As you can see the great majority of sets used today are not using the tuner to get the TV signal into the set at all~! 
So some may have weaken the research and technology that should go into said tuners. 
Like mine is getting its (TV) signal directly into the HDMI input from my HD Receiver which is getting its signal through my DSL telephones lines. And is getting to the receiver through a high speed network telephone line from the Modem.
So IMO THAT is where the Technology is. The HDMI "IN" connections.


----------



## where I want to (Oct 28, 2008)

OK- on a reference to another forum, I read that Samsung has the most sensative tuner. But that there is a protocol for the individual stations that effects the reception too.


----------



## idahodave (Jan 20, 2005)

Look in the menu for a "cable" or "off air" choice....if it's on cable some of the over the air stations will not be found. Many sets come with cable as the default setting. Note all sets do not have a manual off air/cable selection, and will scan every possible channel in both cable and off air.

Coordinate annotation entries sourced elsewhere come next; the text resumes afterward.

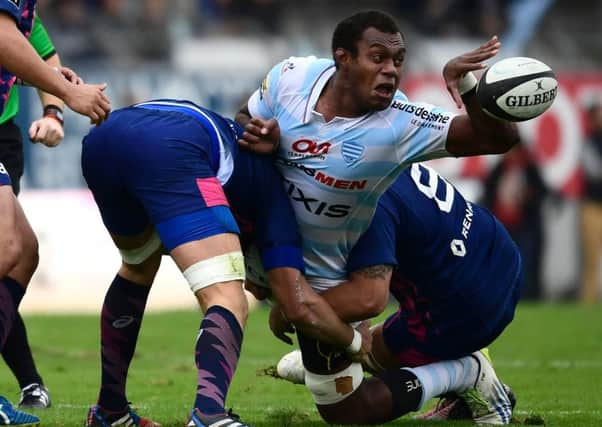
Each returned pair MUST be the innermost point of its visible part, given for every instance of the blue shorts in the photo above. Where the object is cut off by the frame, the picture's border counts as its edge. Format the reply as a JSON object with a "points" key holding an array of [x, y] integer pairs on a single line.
{"points": [[423, 331], [147, 166]]}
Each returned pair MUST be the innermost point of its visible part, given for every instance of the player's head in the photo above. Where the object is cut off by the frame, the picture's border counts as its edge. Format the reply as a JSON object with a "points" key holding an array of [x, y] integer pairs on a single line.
{"points": [[369, 50], [595, 117]]}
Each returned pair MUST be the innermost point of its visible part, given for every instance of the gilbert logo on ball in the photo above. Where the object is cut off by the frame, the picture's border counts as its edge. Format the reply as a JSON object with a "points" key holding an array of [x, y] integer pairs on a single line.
{"points": [[517, 89]]}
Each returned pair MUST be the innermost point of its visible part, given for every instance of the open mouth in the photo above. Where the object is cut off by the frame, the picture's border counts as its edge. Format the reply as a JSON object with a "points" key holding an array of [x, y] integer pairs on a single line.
{"points": [[385, 90]]}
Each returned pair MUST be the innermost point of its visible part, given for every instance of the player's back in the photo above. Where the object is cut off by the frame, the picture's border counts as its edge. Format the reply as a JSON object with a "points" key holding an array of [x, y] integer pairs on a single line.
{"points": [[447, 246]]}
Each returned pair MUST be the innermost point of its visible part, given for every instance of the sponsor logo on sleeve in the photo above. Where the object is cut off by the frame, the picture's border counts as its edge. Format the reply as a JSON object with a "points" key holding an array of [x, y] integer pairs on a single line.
{"points": [[264, 86], [288, 65], [423, 117], [352, 152]]}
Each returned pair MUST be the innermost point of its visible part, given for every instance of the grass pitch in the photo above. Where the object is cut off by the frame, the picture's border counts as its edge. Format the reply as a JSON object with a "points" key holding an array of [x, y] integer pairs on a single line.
{"points": [[550, 355]]}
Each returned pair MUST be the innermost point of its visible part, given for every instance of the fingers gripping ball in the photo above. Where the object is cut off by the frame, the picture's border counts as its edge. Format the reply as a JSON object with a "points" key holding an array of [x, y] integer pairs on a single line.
{"points": [[517, 89]]}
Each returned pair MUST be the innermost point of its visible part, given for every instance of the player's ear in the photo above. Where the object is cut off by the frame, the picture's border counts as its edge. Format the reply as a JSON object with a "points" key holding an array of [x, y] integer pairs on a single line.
{"points": [[341, 56]]}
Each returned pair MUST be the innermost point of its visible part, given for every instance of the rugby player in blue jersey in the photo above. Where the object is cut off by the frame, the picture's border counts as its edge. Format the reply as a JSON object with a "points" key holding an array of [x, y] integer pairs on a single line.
{"points": [[164, 175], [18, 261], [457, 280]]}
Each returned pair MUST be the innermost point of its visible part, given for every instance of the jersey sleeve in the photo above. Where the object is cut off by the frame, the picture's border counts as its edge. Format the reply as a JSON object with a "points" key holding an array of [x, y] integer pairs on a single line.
{"points": [[377, 245], [40, 40], [284, 79], [262, 102], [422, 130], [257, 197]]}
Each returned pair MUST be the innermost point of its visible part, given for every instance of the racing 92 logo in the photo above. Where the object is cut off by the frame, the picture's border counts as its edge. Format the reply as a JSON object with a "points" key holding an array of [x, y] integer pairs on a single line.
{"points": [[309, 148]]}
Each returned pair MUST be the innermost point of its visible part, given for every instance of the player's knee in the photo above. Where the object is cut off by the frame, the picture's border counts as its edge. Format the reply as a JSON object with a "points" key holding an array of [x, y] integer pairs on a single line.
{"points": [[218, 269], [11, 247], [30, 256], [333, 388], [142, 253]]}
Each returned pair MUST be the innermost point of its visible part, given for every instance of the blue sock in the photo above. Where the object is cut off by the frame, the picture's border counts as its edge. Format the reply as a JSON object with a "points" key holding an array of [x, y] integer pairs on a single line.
{"points": [[120, 323], [11, 294], [216, 355]]}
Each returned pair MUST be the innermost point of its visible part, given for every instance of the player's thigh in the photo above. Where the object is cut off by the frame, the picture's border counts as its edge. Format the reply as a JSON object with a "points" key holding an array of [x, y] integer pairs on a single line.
{"points": [[11, 152], [140, 255], [10, 240], [28, 260]]}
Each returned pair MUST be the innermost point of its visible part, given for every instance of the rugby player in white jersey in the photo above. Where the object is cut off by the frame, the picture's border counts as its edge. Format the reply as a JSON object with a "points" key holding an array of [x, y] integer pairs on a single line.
{"points": [[342, 132]]}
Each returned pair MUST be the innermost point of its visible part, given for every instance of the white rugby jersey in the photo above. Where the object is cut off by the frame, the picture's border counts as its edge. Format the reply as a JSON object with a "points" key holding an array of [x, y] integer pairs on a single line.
{"points": [[335, 171]]}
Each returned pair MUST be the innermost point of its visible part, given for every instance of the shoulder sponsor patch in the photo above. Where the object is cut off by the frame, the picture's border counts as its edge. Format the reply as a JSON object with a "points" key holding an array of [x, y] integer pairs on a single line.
{"points": [[264, 86]]}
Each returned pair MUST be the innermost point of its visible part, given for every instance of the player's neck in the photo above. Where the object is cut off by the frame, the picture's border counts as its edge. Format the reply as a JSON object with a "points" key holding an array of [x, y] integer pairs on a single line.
{"points": [[336, 100]]}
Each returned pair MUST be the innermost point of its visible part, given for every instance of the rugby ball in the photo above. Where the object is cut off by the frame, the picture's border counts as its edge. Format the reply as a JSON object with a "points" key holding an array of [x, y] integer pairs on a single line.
{"points": [[517, 89]]}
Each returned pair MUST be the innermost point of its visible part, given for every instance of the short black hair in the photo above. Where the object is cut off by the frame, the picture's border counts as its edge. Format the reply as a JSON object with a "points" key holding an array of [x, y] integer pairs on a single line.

Go to tvfool.com and check your address for stations. You will get the projected signal levels at you location and can check the PBS station and compare it's level to the other stations you are receiving.

If the PBS station is only a few miles away, it could overload the new tuner with an amplified antenna. Try an old set of rabbit ears as a test.

Try calling the station for help, some are happy to assist.


----------